New Haven Barks Back at the Wind from Wisconsin

Bonnie Cohen has never been in a union. She and her placard-bearing dog Lilith marched alongside thousands of labor supporters to the New Haven Green, anyway, because Cohen saw her future—and the hard-won gains of her family’s past—at stake.
Cohen and Lilith (pictured above) participated in a spirited rally Wednesday afternoon as a wave that began in Wisconsin washed up on New Haven’s shores—an outpouring of public support for workers in both government and the private sector battling layoffs and, in states like Wisconsin, loss of collective bargaining rights.
Unions and union supporters organized the rally. New Haveners from outside labor’s ranks joined the rank and file to fill the Green and shout for a better deal for workers.
There were teachers, laborers, steelworkers, Teamsters, Yale union workers and city workers. Walking alongside them were parents, kids and students; old-school activists and youngsters making first forays into protest. The sea of faces was diverse, in terms of race, ethnicity, age and class.

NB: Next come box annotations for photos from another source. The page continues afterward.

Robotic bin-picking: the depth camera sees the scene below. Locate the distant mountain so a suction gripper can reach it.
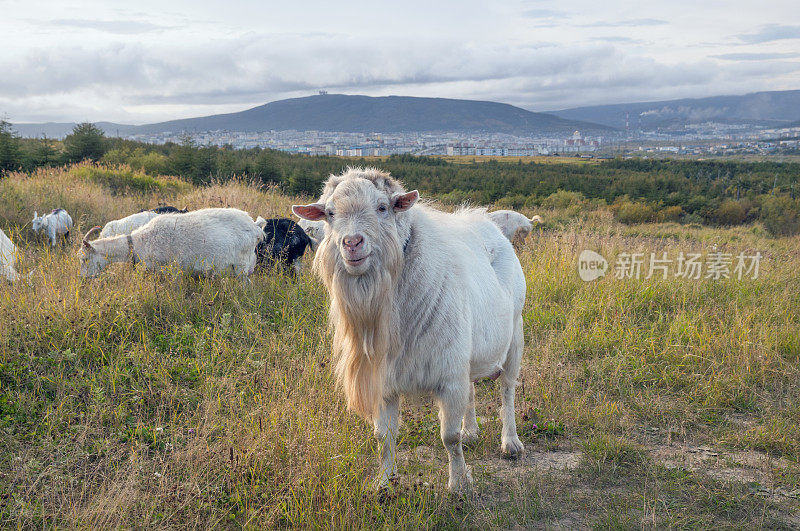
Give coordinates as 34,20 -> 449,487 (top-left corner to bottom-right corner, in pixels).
550,90 -> 800,131
128,94 -> 610,134
10,94 -> 613,136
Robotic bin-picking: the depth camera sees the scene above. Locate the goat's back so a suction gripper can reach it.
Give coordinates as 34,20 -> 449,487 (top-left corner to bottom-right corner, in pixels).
131,208 -> 264,270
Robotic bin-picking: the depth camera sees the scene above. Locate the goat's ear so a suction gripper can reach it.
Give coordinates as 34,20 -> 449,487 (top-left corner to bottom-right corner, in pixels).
392,190 -> 419,212
292,203 -> 325,221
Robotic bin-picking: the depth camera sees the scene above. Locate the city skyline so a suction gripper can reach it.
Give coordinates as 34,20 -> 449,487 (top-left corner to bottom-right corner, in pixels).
0,0 -> 800,124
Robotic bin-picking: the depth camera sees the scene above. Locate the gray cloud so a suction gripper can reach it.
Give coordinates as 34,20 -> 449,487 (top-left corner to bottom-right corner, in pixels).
0,22 -> 800,123
39,19 -> 175,35
737,24 -> 800,44
581,18 -> 669,28
591,35 -> 647,44
711,52 -> 800,61
522,8 -> 570,18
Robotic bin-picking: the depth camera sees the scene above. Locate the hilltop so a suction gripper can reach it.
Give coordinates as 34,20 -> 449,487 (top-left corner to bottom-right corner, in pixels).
14,94 -> 612,136
551,90 -> 800,130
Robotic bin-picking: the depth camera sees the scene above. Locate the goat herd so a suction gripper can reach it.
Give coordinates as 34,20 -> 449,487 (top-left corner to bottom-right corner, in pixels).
0,168 -> 541,490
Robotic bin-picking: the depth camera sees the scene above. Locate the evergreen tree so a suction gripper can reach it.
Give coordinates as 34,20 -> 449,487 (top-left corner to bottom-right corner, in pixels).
0,120 -> 22,175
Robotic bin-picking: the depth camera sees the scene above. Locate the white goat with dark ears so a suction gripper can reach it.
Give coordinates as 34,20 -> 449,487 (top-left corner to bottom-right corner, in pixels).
78,208 -> 264,277
31,208 -> 72,247
292,169 -> 525,490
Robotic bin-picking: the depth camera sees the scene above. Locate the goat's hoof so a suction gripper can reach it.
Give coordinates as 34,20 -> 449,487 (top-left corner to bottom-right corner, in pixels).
447,466 -> 472,495
461,427 -> 479,445
500,435 -> 525,459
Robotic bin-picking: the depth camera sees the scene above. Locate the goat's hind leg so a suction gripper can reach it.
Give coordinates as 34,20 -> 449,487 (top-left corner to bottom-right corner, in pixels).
461,383 -> 480,444
500,317 -> 525,459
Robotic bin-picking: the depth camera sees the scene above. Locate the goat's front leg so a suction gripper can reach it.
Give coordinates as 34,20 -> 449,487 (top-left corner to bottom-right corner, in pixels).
500,317 -> 525,459
437,382 -> 472,492
375,396 -> 400,490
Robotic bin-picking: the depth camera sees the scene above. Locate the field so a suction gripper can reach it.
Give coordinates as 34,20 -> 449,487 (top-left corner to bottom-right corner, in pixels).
0,166 -> 800,529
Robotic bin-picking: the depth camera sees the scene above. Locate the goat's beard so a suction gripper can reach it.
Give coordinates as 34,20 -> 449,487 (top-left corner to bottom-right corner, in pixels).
314,233 -> 403,420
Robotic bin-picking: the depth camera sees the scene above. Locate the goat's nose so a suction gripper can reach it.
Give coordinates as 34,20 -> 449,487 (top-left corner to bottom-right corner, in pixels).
342,234 -> 364,251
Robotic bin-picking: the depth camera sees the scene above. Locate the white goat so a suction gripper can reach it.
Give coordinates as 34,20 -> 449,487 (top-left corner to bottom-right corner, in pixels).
31,208 -> 72,247
0,229 -> 19,282
297,219 -> 325,251
292,169 -> 525,490
78,208 -> 264,277
100,210 -> 160,238
489,210 -> 542,244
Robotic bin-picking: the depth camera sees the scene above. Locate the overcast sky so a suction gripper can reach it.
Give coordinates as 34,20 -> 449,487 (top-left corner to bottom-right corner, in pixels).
0,0 -> 800,124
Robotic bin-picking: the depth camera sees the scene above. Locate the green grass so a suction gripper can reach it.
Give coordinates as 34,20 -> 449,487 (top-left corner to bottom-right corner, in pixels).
0,169 -> 800,529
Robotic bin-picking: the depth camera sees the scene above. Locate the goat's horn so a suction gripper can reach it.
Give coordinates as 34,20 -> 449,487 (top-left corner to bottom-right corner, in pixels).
83,225 -> 100,243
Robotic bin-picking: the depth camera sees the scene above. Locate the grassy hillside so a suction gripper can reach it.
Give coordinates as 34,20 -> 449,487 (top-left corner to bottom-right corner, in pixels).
0,166 -> 800,529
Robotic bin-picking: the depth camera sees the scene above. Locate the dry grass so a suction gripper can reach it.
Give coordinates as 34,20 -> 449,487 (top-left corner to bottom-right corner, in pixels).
0,165 -> 800,529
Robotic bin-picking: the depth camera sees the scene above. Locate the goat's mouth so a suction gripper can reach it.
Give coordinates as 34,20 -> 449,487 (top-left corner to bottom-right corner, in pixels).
344,254 -> 369,267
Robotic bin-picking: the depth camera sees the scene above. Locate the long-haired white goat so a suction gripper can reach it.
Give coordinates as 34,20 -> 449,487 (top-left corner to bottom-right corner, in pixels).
31,208 -> 72,247
489,210 -> 542,245
100,206 -> 187,238
292,169 -> 525,490
0,229 -> 19,282
78,208 -> 264,276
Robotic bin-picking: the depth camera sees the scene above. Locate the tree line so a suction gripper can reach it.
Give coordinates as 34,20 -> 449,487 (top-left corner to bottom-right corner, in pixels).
0,121 -> 800,234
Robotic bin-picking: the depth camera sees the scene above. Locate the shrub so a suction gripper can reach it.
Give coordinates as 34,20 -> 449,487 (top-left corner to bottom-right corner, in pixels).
64,122 -> 108,162
71,165 -> 188,195
542,190 -> 585,208
714,199 -> 747,225
494,194 -> 527,210
761,196 -> 800,236
656,206 -> 683,221
617,201 -> 656,225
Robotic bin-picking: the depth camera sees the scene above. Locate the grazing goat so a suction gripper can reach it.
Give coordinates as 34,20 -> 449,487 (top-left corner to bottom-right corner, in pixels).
100,206 -> 188,238
31,208 -> 72,247
0,229 -> 19,282
256,217 -> 311,276
78,208 -> 264,277
292,169 -> 526,491
147,205 -> 189,214
489,210 -> 542,245
297,219 -> 325,251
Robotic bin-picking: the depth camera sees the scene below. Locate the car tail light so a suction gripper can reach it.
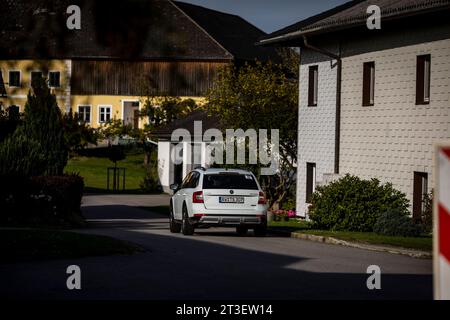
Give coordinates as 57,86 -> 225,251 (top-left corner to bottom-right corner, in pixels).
192,191 -> 203,203
258,191 -> 266,204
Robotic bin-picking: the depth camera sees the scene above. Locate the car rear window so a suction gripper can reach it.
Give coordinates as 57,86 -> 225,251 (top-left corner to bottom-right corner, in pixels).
203,173 -> 258,190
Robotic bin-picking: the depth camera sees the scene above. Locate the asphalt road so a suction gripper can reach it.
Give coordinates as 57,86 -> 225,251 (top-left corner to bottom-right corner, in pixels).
0,196 -> 432,300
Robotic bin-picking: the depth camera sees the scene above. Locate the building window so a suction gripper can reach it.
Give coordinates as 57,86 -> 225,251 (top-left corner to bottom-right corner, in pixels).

“I grew up in a family that remembers when,” said Cohen, 66, who lives on George Street. She’s descended from garment workers and others who fought for better working conditions, and struck when they didn’t get them.
Cohen said those gains are threatened now, in places like Wisconsin, Michigan—and New Haven, where employers from Yale to City Hall have been eliminating hundreds of jobs amid the recession. That makes her sad.
“I came just because I’m appalled at what’s going on in this country,” she said.